Thanks everybody, you've all given me a lot to chew on. Luckily he said in his own email that every now and then an email would be okay, but without talking of anything religious and he stated 'mutually of course' after that, so that's not a problem. He will definitely not try to proselytize, because he knows me well enough to know that I will give him the same in return to tell him what's wrong with the WTS and he doesn't want that.
Incognito worded exactly what my issue is: "If you feel as though you're walking on egg shells and can't be yourself, what is the point of getting back together as it can't be a true brotherly relationship." At this moment I could ask him a thousand questions, but I'm not sure if I will dare to ask him even ten of 'em. It's really walking on egg shells and I don't know if I can live with that. But I think I'm willing to give it a try. It's been years since we've seen each other and he knows now that I live in Spain (for him less risk that I drive over to visit him in an impulse), so even if he wasn't a JW anymore, it would still take time to get closer to one another again. It's just that I'm not sure by what and when (or if) he'll draw the line and cut me off again. And there's really only one way to find out, and that's try it. Just take the damn risk and see how far we get.

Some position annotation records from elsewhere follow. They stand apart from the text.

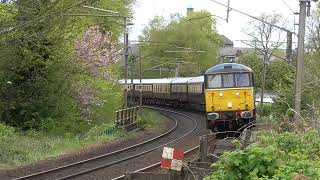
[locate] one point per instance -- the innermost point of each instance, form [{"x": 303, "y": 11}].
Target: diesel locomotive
[{"x": 225, "y": 93}]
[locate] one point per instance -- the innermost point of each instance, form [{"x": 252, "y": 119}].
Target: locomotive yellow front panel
[{"x": 235, "y": 99}]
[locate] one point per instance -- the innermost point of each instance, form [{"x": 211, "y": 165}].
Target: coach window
[
  {"x": 214, "y": 81},
  {"x": 228, "y": 80},
  {"x": 242, "y": 80}
]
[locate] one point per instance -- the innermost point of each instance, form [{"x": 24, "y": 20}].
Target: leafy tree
[
  {"x": 166, "y": 39},
  {"x": 40, "y": 75}
]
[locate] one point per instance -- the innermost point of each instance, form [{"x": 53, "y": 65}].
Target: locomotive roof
[
  {"x": 158, "y": 81},
  {"x": 228, "y": 68}
]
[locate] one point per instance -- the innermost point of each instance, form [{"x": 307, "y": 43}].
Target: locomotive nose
[
  {"x": 213, "y": 116},
  {"x": 246, "y": 114}
]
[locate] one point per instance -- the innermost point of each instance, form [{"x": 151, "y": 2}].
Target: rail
[{"x": 126, "y": 117}]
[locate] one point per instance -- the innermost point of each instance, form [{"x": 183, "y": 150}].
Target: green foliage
[
  {"x": 273, "y": 156},
  {"x": 199, "y": 34},
  {"x": 280, "y": 78},
  {"x": 40, "y": 73}
]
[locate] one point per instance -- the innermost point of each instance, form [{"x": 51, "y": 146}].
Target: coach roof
[{"x": 228, "y": 68}]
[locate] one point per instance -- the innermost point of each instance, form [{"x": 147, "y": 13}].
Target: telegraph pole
[
  {"x": 140, "y": 77},
  {"x": 300, "y": 60},
  {"x": 126, "y": 55},
  {"x": 264, "y": 73},
  {"x": 228, "y": 11}
]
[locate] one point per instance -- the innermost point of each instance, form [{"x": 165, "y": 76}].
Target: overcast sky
[{"x": 145, "y": 10}]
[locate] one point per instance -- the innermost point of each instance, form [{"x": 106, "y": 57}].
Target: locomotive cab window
[
  {"x": 242, "y": 80},
  {"x": 214, "y": 81},
  {"x": 231, "y": 80}
]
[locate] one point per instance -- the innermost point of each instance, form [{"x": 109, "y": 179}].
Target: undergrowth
[
  {"x": 286, "y": 155},
  {"x": 17, "y": 148}
]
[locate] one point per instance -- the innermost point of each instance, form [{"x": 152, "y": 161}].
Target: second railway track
[{"x": 110, "y": 165}]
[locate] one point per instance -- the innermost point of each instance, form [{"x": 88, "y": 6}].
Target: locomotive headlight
[
  {"x": 213, "y": 116},
  {"x": 246, "y": 114}
]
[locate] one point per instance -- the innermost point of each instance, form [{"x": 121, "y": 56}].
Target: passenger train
[{"x": 225, "y": 93}]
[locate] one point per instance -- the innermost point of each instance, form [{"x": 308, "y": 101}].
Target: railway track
[
  {"x": 214, "y": 139},
  {"x": 184, "y": 127}
]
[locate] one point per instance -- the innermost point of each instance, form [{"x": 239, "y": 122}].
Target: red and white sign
[{"x": 172, "y": 159}]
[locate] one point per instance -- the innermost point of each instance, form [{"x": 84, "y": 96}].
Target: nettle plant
[{"x": 273, "y": 156}]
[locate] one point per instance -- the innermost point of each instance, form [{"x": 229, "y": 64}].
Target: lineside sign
[{"x": 172, "y": 159}]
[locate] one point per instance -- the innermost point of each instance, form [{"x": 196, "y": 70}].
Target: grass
[
  {"x": 18, "y": 149},
  {"x": 149, "y": 119}
]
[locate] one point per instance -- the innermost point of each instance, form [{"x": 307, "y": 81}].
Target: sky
[{"x": 145, "y": 10}]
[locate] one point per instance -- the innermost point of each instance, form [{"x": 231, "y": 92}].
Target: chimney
[{"x": 189, "y": 10}]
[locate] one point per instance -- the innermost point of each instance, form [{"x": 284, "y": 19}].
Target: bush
[{"x": 274, "y": 156}]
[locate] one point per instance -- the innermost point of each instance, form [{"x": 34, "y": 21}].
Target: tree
[
  {"x": 41, "y": 77},
  {"x": 181, "y": 41},
  {"x": 267, "y": 39}
]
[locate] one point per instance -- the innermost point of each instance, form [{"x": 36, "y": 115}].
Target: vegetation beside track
[{"x": 274, "y": 155}]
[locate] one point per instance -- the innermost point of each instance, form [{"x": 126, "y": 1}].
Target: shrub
[{"x": 274, "y": 156}]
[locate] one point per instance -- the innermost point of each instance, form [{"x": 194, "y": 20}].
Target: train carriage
[
  {"x": 161, "y": 90},
  {"x": 225, "y": 92},
  {"x": 179, "y": 91}
]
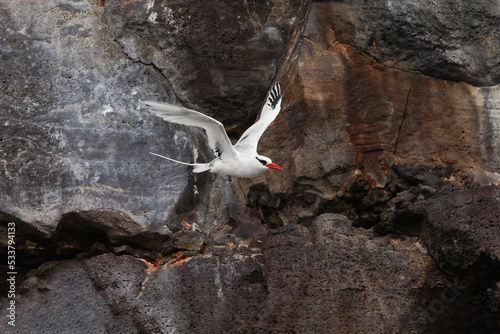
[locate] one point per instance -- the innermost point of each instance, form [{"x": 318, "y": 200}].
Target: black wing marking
[{"x": 275, "y": 95}]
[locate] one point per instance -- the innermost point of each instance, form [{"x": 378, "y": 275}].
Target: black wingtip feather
[{"x": 275, "y": 95}]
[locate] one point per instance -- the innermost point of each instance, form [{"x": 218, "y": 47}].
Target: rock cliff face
[{"x": 385, "y": 219}]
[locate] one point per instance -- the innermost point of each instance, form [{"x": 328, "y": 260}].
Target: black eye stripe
[{"x": 261, "y": 161}]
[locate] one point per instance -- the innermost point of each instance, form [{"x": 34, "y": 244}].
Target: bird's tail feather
[{"x": 197, "y": 168}]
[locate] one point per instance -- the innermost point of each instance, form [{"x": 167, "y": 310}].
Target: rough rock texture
[
  {"x": 385, "y": 219},
  {"x": 299, "y": 280}
]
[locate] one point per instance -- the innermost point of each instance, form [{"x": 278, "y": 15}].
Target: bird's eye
[{"x": 264, "y": 162}]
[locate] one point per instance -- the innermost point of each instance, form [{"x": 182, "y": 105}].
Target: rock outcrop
[{"x": 385, "y": 219}]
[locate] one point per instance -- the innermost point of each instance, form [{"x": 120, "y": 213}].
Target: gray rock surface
[{"x": 384, "y": 220}]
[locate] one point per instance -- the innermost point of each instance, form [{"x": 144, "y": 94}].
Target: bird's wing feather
[
  {"x": 217, "y": 136},
  {"x": 271, "y": 109}
]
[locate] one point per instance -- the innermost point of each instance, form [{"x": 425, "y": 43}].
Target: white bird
[{"x": 242, "y": 159}]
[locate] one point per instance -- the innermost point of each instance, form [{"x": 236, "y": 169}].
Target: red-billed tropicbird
[{"x": 239, "y": 160}]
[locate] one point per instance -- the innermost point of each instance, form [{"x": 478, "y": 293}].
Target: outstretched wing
[
  {"x": 271, "y": 109},
  {"x": 217, "y": 136}
]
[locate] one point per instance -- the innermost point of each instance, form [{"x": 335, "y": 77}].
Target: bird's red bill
[{"x": 272, "y": 165}]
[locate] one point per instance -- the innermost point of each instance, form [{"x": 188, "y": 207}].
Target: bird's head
[{"x": 266, "y": 162}]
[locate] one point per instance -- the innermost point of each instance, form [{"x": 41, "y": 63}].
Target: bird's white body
[{"x": 240, "y": 160}]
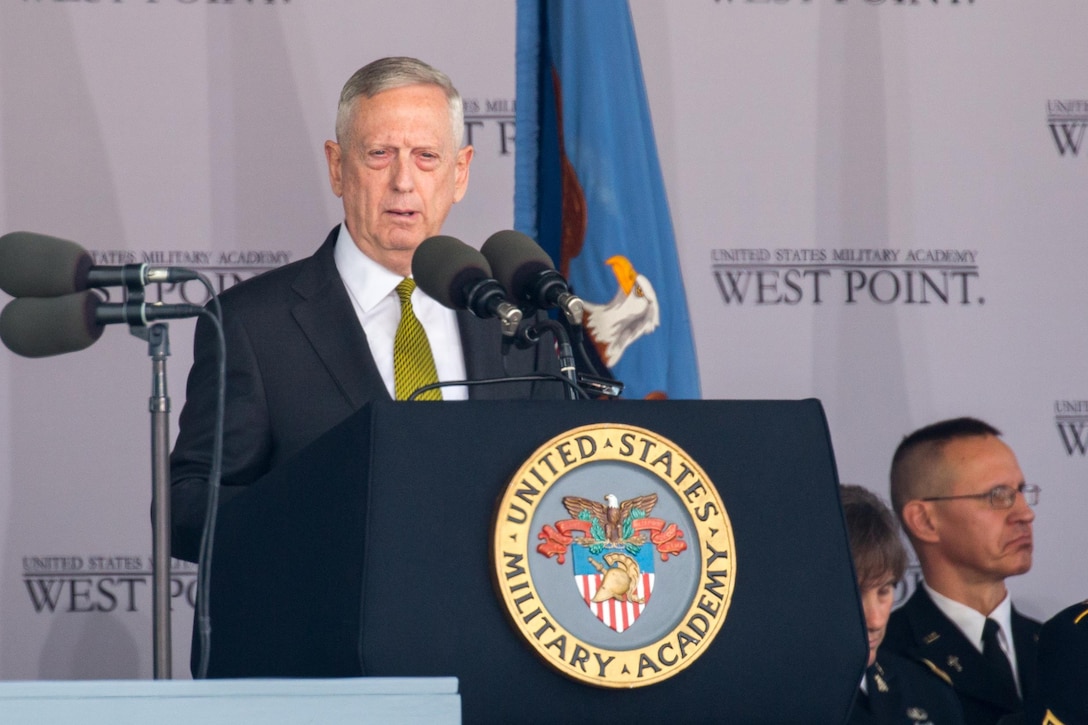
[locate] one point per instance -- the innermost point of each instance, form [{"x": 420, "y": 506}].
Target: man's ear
[
  {"x": 919, "y": 523},
  {"x": 333, "y": 157}
]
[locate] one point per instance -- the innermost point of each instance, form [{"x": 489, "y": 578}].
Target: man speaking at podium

I'll just have to be careful, since he takes after my father, which is a stubborn *sshole who is easily offended (and thinks he's always right, even if you prove he's wrong), and I'm not sure if this is a genetic/family thing or a WTS-inheritance... On that account I think Jgnat's advice is helpful. I'll have to address his authentic self and keep looking for that part of him. And get him to think back to the wonderful times we used to have as brother and sister and how we always stood up for each other (growing up in a dysfunctional family we needed each other very much in the past, so there's a LOT that we've been through together). I used to be able to make him laugh a lot, so who knows, and maybe I can get him to record his voice and keyboard or guitar and add my voice and guitar to it, so we can have fun again in that way. I think that's the only way to approach this.
But it'll take some effort of me to let go of the hurt he's caused me by cutting me off. And maybe I'll have to tell him that I'm cautious, because I don't want him to hurt me again by cutting me off again. If we start this, he'll have to know I'm not a toy to play with. But I guess he'll understand that, since we have a mother who does that all the time.... attract, repel, attract, repel... That's the only good thing of me being DF'd, that I'm free of ever having to meet that woman again. But that's another subject
Anyway, thanks a lot for your input, all of you!